¿Cómo cambiará la sociedad tras esta crisis? Es la pregunta que ocupa a todos los científicos sociales. Como toda pregunta, apunta algunos escenarios para las soluciones. Uno de ellos es que habrá un después. Es lo que nos dicen las autoridades: sanitarias, políticas, económicas, científicas. Si nos lo dicen, conviene aceptar el mensaje. Entre otras cosas porque es la única puerta para entrar en la respuesta a la pregunta. Es en ella donde cabe cuestionarse qué habrá de recuperación de la normalidad anterior y qué habrá de nueva normalidad en nuestros comportamientos, en nuestras relaciones. Ni que decir tiene que, en la medida que la segunda y nueva normalidad se imponga a la primera: a) menos equipados estamos para la predicción; b) admitiremos que el virus convive con nosotros, que se ha quedado, más allá de su permanencia biológica; pues, aún habiéndose podido eliminar ésta, quedarían sus efectos imaginarios y simbólicos. Eso sí, con una paradoja digna de mención: la relevancia de tales efectos imaginarios y simbólicos los convertirían en efectos reales, sobre lo real.
Tal vez cambie tanto nuestra sociedad que hasta modifique nuestra relación con el pasado. De hecho, se insiste en dos cosas. La primera que nunca había pasado una cosa así. La otra, que no será la última, que es consecuencia de la forma de vivir que nos hemos dado, como si tal condición de vida fuera irreversible. Quizá se modifique nuestra relación con el pasado y éste apenas sirva siquiera para aprender lecciones de valores y comportamientos. Pero, de momento, volvamos un instante al pasado.

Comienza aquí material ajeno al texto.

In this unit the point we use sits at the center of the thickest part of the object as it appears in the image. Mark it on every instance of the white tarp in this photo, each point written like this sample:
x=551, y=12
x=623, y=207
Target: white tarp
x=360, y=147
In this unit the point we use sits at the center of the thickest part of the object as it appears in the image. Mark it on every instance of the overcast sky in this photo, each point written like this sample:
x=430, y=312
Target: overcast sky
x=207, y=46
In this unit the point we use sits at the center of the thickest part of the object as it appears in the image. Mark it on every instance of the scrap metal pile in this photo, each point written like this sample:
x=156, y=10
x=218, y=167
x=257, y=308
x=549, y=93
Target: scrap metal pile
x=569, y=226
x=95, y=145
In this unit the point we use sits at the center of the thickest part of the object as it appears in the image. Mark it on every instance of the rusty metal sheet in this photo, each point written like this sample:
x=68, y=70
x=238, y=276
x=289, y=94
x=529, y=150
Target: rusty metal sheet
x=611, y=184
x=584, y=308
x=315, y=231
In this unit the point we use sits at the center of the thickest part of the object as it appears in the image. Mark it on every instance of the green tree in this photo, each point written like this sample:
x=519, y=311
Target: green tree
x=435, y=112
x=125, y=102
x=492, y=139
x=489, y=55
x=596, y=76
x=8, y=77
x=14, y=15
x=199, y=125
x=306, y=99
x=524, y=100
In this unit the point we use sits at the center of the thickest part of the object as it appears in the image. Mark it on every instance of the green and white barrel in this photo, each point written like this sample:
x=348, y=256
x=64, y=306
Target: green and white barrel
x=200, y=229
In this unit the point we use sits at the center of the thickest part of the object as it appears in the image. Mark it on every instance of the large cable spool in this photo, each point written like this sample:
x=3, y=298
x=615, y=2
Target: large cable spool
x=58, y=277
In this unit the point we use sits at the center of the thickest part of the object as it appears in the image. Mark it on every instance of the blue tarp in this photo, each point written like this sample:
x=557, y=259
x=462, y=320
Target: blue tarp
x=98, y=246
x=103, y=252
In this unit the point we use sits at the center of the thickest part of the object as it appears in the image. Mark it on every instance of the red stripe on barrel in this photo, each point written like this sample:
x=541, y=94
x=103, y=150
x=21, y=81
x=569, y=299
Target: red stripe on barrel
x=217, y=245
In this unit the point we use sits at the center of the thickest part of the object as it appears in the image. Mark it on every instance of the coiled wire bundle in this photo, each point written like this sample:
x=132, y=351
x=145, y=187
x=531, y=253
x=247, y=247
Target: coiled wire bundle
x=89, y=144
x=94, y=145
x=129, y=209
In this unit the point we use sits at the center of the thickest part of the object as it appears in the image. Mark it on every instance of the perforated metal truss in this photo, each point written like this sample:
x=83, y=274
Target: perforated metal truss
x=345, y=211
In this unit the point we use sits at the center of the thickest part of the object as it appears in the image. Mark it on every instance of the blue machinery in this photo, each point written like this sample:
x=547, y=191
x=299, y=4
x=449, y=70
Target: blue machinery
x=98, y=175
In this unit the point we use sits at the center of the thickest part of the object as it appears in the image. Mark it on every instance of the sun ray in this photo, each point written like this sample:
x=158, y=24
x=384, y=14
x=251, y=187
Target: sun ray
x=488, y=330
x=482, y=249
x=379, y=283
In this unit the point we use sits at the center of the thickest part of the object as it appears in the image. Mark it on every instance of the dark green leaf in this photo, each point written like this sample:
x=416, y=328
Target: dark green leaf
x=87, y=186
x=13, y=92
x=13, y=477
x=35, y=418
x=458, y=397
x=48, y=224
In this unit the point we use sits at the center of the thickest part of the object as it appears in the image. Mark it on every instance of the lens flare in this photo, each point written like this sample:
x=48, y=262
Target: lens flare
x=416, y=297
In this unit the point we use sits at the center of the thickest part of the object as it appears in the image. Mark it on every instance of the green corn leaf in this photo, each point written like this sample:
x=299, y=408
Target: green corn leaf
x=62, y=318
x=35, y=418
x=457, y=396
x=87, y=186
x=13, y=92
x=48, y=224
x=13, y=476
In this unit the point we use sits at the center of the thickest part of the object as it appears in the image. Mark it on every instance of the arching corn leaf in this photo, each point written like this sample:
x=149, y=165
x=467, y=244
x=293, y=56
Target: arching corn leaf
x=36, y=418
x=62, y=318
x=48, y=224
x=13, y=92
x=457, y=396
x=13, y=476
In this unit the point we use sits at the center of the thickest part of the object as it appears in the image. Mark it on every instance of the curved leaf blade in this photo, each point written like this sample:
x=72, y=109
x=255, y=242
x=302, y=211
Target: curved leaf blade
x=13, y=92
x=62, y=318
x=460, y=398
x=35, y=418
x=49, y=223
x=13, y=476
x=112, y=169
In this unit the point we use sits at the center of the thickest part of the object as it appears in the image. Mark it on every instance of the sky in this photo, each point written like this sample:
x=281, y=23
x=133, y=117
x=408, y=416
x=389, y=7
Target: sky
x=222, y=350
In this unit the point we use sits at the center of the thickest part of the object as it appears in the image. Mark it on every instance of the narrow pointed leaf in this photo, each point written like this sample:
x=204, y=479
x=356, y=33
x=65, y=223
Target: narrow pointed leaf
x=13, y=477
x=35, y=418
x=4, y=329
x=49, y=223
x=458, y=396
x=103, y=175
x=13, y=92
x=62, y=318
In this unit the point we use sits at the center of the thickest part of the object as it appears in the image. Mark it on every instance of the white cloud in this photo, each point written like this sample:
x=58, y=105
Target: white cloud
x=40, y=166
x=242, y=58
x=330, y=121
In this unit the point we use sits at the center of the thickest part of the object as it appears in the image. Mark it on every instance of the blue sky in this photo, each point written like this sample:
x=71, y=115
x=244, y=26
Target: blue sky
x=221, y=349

¿Qué han aprendido las ciencias sociales de los arañazos dejados por pasados episodios pandémicos? Puede decirse que, salvo en el caso de algunas contribuciones muy especializadas destinadas a ser gestionadas por expertos en epidemias, bastante poco. Es más, entre los trabajos analizados sobre los fenómenos recientes tiende a dominar la perspectiva de lo ocurrido dentro del episodio epidémico, más que la reflexión sobre sus posteriores consecuencias en el conjunto de la sociedad. Seguramente algo fruto del encierro en disciplinas que caracteriza al mundo académico y científico. No obstante y con las escasas bases de las que disponemos, parece que tales consecuencias se han expresado precisamente en la forma de reaccionar a las primeras manifestaciones graves de la expansión del coronavirus: relevantes en algunos países asiáticos, irrelevantes en el resto. Una relevancia que cabría considerarla directamente proporcional a la dureza de las experiencias de los anteriores ataques de patógenos, si no fuera por la gran excepción que supone la experiencia africana con el virus del Ébola. En esos países asiáticos que han reaccionado diferencialmente, se trataría de unas consecuencias grabadas en la memoria, como una especie de anticuerpo que hubiera quedado en el cuerpo social y político.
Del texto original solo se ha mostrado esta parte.